We shift the responsibility left, but we provide the tools to actually operate the things that we build ourselves, and from that one of the mechanisms that came about is GitOps, so infrastructure as code, something changes in your deployable branches, you push it into
one of your stages. This doesn't really exist for ETL, we are seeing Spark operators and these kinds of things, so we are getting there, but I think, or we believe that there is more to be done to
actually get there. ETL tooling right now, severely differs by stage, so dev looks completely different than test and prod, because mostly the data loads are quite different, and then also the content sample data might be very different, so there is no real GitOps possible today.
Scalability has to be in the same code base, so scalability properties have to be in the same code base as your business logic, so in a Spark job you need to take care of how you can parallelize and how you want to parallelize wide versus narrow transformations.
And what happens is you have people operating your Spark cluster, for example, on Kubernetes, they write their manifests, but it doesn't kind of come together with your Spark code base.
So just to be clear, whenever I talk about ETL or data pipelines, in a nutshell, this is it. So we have different data sources, and often what we want to see or what we see in the world is we want to put it into a data warehouse or an analytics database, maybe put it into
another application database to provide a REST API. This is one of the most common things we see right now. Let's talk CI-CD and what GitOps actually is. So we have these stages, for us we use GitHub, so we have GitHub Actions for building, testing, merging things to our
deployable branch, and then releasing artifacts. We use ArgoCD to use these artifacts in our Kubernetes manifests to actually deploy them to our production cluster or staging cluster.
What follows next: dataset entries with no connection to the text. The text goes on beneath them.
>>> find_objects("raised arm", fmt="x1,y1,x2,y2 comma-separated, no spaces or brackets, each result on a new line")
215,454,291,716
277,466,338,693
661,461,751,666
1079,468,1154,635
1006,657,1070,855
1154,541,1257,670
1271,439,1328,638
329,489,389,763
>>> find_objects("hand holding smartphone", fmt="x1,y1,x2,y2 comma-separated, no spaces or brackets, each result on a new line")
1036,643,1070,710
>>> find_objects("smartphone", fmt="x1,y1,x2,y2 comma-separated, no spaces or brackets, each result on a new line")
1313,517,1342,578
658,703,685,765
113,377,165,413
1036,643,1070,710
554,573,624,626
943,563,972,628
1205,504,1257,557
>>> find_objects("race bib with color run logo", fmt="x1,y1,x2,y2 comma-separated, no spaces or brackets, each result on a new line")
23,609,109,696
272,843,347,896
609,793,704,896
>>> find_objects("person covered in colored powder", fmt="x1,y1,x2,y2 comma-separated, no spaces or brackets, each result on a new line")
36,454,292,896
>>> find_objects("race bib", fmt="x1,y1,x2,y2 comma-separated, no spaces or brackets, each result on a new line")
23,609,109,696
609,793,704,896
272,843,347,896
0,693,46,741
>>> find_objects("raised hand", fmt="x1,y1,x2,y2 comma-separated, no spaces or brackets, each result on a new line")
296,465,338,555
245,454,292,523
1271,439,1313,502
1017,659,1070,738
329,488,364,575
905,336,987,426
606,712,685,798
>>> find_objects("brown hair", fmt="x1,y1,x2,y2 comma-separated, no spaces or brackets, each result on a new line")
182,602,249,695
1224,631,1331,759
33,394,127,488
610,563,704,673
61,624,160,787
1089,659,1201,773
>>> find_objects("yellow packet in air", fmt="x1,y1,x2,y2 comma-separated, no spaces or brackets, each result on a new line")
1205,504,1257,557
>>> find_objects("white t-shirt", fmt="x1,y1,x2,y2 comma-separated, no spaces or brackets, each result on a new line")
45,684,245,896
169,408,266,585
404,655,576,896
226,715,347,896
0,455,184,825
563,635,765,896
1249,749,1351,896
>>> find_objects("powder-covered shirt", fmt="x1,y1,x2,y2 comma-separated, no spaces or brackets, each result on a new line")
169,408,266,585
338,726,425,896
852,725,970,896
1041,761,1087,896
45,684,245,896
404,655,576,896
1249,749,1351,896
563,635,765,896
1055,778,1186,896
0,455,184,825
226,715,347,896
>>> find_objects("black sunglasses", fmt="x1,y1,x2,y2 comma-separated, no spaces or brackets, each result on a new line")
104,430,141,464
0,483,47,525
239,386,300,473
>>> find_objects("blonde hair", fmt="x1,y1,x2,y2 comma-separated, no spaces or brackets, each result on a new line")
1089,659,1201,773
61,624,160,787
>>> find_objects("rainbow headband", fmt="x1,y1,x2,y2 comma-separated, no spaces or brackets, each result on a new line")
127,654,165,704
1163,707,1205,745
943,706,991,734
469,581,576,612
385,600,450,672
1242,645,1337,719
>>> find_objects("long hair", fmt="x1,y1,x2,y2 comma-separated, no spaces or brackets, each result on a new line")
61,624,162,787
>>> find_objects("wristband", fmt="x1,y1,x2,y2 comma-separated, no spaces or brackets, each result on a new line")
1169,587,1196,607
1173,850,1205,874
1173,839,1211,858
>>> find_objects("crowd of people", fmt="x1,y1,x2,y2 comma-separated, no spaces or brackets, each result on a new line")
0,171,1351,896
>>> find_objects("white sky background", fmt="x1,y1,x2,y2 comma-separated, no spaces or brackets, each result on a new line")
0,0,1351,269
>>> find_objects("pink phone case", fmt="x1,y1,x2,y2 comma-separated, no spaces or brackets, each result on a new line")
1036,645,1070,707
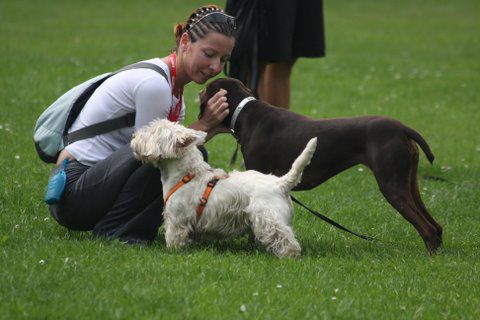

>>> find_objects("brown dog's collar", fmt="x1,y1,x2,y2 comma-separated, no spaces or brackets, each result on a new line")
230,96,256,131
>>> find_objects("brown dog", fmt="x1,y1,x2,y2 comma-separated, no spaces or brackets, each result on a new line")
200,78,442,253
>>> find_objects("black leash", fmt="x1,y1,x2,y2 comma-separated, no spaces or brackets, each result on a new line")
290,195,377,241
230,143,239,167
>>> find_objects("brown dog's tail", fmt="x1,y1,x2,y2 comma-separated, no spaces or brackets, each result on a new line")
278,138,317,192
404,126,435,164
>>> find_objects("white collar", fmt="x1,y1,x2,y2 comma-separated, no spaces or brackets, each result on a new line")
230,97,256,131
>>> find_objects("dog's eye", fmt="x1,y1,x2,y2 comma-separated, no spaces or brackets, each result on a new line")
203,51,215,58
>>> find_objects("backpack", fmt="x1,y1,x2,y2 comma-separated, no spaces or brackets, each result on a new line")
33,62,168,163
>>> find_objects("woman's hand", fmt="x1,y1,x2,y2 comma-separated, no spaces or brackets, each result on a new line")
190,89,229,140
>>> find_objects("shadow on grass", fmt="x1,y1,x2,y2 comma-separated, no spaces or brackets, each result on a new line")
52,227,472,260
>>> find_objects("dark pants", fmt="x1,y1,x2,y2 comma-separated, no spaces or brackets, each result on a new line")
50,145,163,242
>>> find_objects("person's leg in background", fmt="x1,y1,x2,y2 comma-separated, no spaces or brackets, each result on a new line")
258,60,295,109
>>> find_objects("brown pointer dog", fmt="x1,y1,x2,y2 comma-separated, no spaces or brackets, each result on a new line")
200,78,442,253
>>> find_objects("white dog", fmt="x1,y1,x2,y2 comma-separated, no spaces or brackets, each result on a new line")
131,120,317,258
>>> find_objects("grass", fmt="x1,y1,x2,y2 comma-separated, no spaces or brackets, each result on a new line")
0,0,480,319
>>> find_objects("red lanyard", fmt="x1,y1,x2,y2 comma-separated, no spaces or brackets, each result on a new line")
168,53,183,122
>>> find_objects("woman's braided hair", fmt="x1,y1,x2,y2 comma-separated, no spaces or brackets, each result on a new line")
173,5,235,47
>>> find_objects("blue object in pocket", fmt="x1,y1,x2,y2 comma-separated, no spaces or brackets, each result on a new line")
45,158,68,204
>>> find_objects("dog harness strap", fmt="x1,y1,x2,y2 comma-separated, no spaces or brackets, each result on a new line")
163,173,195,205
195,176,227,223
230,97,256,131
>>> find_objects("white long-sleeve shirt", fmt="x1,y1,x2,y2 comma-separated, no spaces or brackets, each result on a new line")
66,58,185,166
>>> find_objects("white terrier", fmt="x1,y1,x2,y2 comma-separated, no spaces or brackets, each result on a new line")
131,120,317,258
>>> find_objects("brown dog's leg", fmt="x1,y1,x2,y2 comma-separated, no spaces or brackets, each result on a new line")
410,141,443,249
372,138,441,253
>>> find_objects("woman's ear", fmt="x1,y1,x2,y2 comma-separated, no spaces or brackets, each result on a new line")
180,32,190,50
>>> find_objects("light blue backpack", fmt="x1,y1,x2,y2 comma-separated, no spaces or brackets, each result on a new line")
33,62,168,163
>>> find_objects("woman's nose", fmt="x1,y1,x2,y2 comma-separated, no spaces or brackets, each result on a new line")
210,61,223,74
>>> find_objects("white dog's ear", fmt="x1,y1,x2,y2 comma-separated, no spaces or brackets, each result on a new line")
175,129,207,149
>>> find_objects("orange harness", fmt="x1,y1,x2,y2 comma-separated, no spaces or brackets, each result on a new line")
163,173,228,223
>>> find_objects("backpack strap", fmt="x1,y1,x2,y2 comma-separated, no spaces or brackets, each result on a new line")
63,62,168,146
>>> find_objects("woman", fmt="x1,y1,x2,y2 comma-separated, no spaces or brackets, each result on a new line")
49,6,235,243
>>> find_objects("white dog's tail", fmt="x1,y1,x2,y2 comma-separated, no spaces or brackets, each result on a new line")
278,138,317,192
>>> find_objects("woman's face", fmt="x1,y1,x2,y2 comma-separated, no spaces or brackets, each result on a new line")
182,32,235,84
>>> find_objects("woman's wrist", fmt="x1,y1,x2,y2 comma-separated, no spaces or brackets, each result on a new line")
190,119,212,133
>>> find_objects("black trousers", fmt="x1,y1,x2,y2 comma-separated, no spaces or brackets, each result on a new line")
49,145,163,243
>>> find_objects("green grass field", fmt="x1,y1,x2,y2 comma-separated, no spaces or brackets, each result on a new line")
0,0,480,319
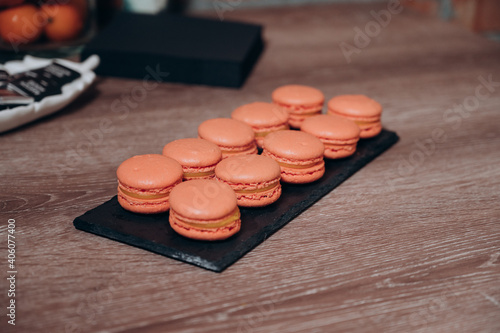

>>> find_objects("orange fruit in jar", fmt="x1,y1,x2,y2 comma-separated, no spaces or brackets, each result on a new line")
42,4,83,42
67,0,88,21
0,4,45,46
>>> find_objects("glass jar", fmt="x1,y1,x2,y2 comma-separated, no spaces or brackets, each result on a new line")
0,0,96,59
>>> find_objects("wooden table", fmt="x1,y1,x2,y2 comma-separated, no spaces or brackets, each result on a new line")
0,3,500,333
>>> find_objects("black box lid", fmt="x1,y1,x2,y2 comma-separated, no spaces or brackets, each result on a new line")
82,12,263,87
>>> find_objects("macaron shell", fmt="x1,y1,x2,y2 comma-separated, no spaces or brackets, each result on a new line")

With this whole picture, there is one major question. Where is the state? Where is my code? What state is my Kubernetes cluster in? And do I actually have the artifacts that I need for deployment? So looking at this, we can see that for build, test, and merge, everything usually is
in your source control management system. So for us, again, it's GitHub, so there you have your code and usually your CI pipeline pushes something like a tag or it fixes a hash, where you know, okay, my release artifact was built by this hash exactly on Git. So the state for this whole
workflow for all the compute in CI-CD is in your source control management, your state for your artifacts is in your artifact registry, could be any cloud provider or JFrog, and when you deploy artifacts, tools like ArgoCD, they actually put metadata onto your Kubernetes resources
and then exchange information and see, okay, when was the last update? Which Git hash did I use for that? And do I need to upgrade everything or only parts of the system? So state is completely externalized. So I think this is quite suitable for ETL as well and
basically I'm here to gain allies. So some cloud native principles. We try to, what we also saw just now with Kafka Streams, we try to have
scalable applications which can be auto-scaled, for example, with a horizontal pod auto-scaler in Kubernetes. What is great for ETL is image immutability because if you apply
transformations, especially if you are in a regulated environment, you want to be sure that you can tell the regulator this is the process at time XYZ, transform my data, and that's why my model resulted as it did. And what would be great is if we can put it into a
declarative description. YAML is our enemy and friend in the cloud native world and a very simple pipeline that we envision would be like having a couple of filters and then your transformation steps described. And ideally what you would like to have is some sort of way
to have user-defined transformations. So how do we get there? One way would be to externalize your state to an event streaming system like Apache Kafka. There are multiple out
there right now that have Kafka compatible API. So we can actually kind of take the same approach with this as CI-CD does. With event streaming, one of the biggest advantages we get
for ETL is we can actually store, once we acknowledge a message, we can store the so-called offset in Apache Kafka so even if we fail we know where to pick up the process again. And ideally you only declare your computations and your pipeline immediately knows where it left
off when it failed or restarted because all the state is in Apache Kafka. So what we think where cloud native ETL is going is having multiple front ends.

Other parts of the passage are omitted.